Student-led high school yearbook features ‘sicko’ pages about sex, drugs, and alcohol

Staff at a Kirkwood, Missouri, high school is under fire as shocked parents react to pages of the yearbook that feature discussions on drugs, underage drinking, and the pros and cons of “a casual sexual relationship without labels.”

“The yearbook is a really big deal in our town,” Kirkwood High School mom Nicki Walker told TODAY.com, adding that she and her son “were both so excited” to receive it.

At first glance, it appeared that the award-winning student yearbook staff had produced another beautiful keepsake, but Walker’s excitement was soon tempered by what she believes is inappropriate content.


“You start flipping through, and it’s really nice — you see the swim team and the basketball team, and all their accomplishments,” Walker said. “Then you turn the page.”

What followed — student-written sections on marijuana, booze, and “hook-up culture” — horrified the mother of two.

“When you land on the drugs and alcohol page, there’s a picture of vape pods and beer, and then there are some surveys where the kids say they prefer drinking over smoking,” Walker said.

To be fair, not all the high school students were in favor of running amock, and the yearbook published their thoughts, too.

“I don’t think young people should be drinking alcohol,” one student wrote, acknowledging that “it can get to the point where it’s dangerous for them.”

On another spread, the headline screams, “Hooked(ish): Students share their opinions on hook-up culture, the concept of a casual sexual relationship without labels, and its benefits and consequences.”

Decorating the page are graphics advertising “Plan B One-Step” pregnancy tests, a discarded bra, and condoms.

“What is the weirdest place you have hooked-up?” the yearbook asks.

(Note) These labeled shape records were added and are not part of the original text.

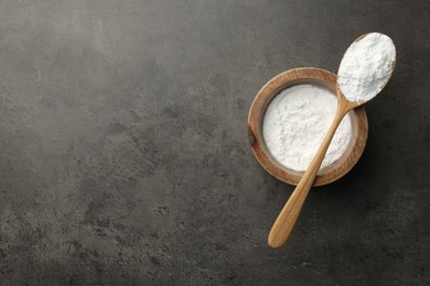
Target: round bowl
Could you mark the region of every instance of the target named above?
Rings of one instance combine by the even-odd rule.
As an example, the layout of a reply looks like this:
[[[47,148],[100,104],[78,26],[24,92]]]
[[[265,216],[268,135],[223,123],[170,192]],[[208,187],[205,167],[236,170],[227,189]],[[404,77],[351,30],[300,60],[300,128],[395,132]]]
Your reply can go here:
[[[270,101],[283,89],[301,84],[314,84],[336,94],[336,75],[321,68],[301,67],[287,70],[270,79],[258,91],[248,116],[248,140],[252,153],[260,165],[276,178],[297,185],[303,172],[287,168],[268,151],[262,136],[262,119]],[[363,106],[350,111],[352,138],[345,153],[333,164],[321,168],[313,186],[332,183],[346,173],[358,162],[367,141],[367,117]]]

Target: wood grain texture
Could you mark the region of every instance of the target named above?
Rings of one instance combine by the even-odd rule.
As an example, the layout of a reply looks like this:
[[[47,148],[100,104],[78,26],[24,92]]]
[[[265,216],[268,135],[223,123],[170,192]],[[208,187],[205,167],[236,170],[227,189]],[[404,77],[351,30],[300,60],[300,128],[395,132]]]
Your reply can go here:
[[[282,166],[267,150],[262,138],[262,118],[267,106],[282,89],[298,84],[316,84],[336,92],[336,75],[321,68],[301,67],[290,69],[270,79],[257,94],[248,116],[248,140],[251,150],[261,166],[276,178],[297,185],[303,172],[297,172]],[[364,107],[358,107],[350,112],[353,134],[350,147],[344,155],[319,170],[313,186],[322,186],[332,183],[346,173],[358,162],[367,141],[367,117]]]
[[[283,206],[281,212],[275,221],[268,238],[268,244],[270,248],[277,249],[282,246],[290,237],[338,124],[350,110],[361,106],[362,103],[363,102],[347,101],[342,92],[337,90],[336,116],[310,166],[303,174],[291,197]]]

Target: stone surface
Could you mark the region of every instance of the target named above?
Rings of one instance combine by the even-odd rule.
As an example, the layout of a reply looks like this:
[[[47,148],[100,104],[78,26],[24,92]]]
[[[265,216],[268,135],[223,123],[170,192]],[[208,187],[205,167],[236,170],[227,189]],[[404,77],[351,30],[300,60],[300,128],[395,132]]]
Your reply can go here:
[[[430,2],[3,0],[2,285],[429,285]],[[343,179],[291,194],[247,142],[259,88],[388,34],[397,68]]]

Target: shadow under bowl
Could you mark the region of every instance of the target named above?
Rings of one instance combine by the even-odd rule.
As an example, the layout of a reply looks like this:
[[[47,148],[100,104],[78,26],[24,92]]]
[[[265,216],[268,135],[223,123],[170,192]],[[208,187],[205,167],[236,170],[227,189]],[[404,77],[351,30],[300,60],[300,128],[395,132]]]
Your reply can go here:
[[[248,116],[248,140],[257,161],[269,174],[294,186],[300,182],[303,172],[283,166],[270,154],[262,135],[262,120],[266,108],[280,91],[302,84],[319,85],[336,94],[335,74],[314,67],[294,68],[277,75],[258,91]],[[368,132],[366,111],[361,106],[348,114],[352,124],[350,145],[337,161],[319,170],[313,186],[326,185],[343,177],[363,154]]]

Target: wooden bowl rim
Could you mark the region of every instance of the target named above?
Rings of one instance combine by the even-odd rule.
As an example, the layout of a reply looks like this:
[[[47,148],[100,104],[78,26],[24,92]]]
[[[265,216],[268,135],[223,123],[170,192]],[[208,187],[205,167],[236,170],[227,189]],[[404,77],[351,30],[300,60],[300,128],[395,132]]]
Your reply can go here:
[[[267,106],[281,90],[293,85],[316,84],[335,92],[336,75],[315,67],[299,67],[283,72],[270,79],[257,94],[248,116],[248,141],[260,165],[276,178],[297,185],[303,172],[289,169],[278,163],[266,147],[261,124]],[[350,111],[353,136],[350,147],[335,163],[320,169],[313,186],[323,186],[346,175],[362,156],[368,134],[367,116],[363,106]]]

Answers included a “dressing room in the West County Mall,” the “football field,” and multiple public parking lots.

“What kind of sicko is allowing this sort of stuff to be published?” Walker asked.

According to a spokesperson for the school district, don’t look at the faculty members.

“School officials do not engage in prior review of the yearbook,” the district told TODAY.com in a statement. “The content of KHS Media is determined by and reflects only the views of the student staff and not school officials or the school itself.”

In another statement, Pioneer Yearbook Editor-In-Chief Avery Oppermann defended the content, claiming the students are just keeping things “real.”

“As high school journalists, we are simply trying to record the real history of the year. Yearbook is journalism, so there is good, sad, happy, and bad; just like high schoolers’ lives. Those are the things we want to reflect,” Oppermann wrote.

She praised the school’s principal, Dr. Mike Havener, and the yearbook advisor, Mitch Eden.

“I think it’s important to give students voices and we shouldn’t be afraid to talk about these types of topics or any topics for that matter,” she said. “Covering topics that matter help spur discussion and help to educate people.”

One Kirkwood parent, Derek Byers, has seen the yearbook and doesn’t have a problem with it. Byers, who ran the Kirkwood scholarship program for six years, has a son who is graduating.

“The students of Kirkwood are provided a very unique autonomy. The autonomy is both in the school yearbook and the newspaper,” Byers told Fox2. “This has been a tradition in Kirkwood for decades.”


(Video: YouTube)

In the Thursday statement, the Kirkwood School District stood behind the student-led yearbook.

“Kirkwood High School has a longstanding tradition of allowing student media to be designated public forums,” the district wrote. “This practice has led to the Kirkwood High School journalism program being one of 16 programs in the country announced by the Journalism Education Association, National Scholastic Press Association, and Quill and Scroll International Honorary Society as a First Amendment Press Freedom Award school for 2023.”

“I don’t have an issue with this. If I were a kindergarten parent, this would blow my socks off,” Byers said. “But now having a student who has finished high school, I think it represents what they’ve experienced during the past four years, from ages 14 to 18, socially.”

“I think it’s fine for them to discuss it openly,” he argued. “I think things were suppressed when we were kids. It was a voodoo topic. With social media, it’s a different world these days. I don’t think it’s salacious in any way. It just represents what the students thought was pertinent to their lives.”

But Walker isn’t convinced.

“They have taken the stance that the journalism program at the high school is 100% student led, and that’s a great point of pride for them. They have made it clear they are not going to take any steps to take editorial control of the yearbooks,” she said. “That yearbook is sensational and classless.”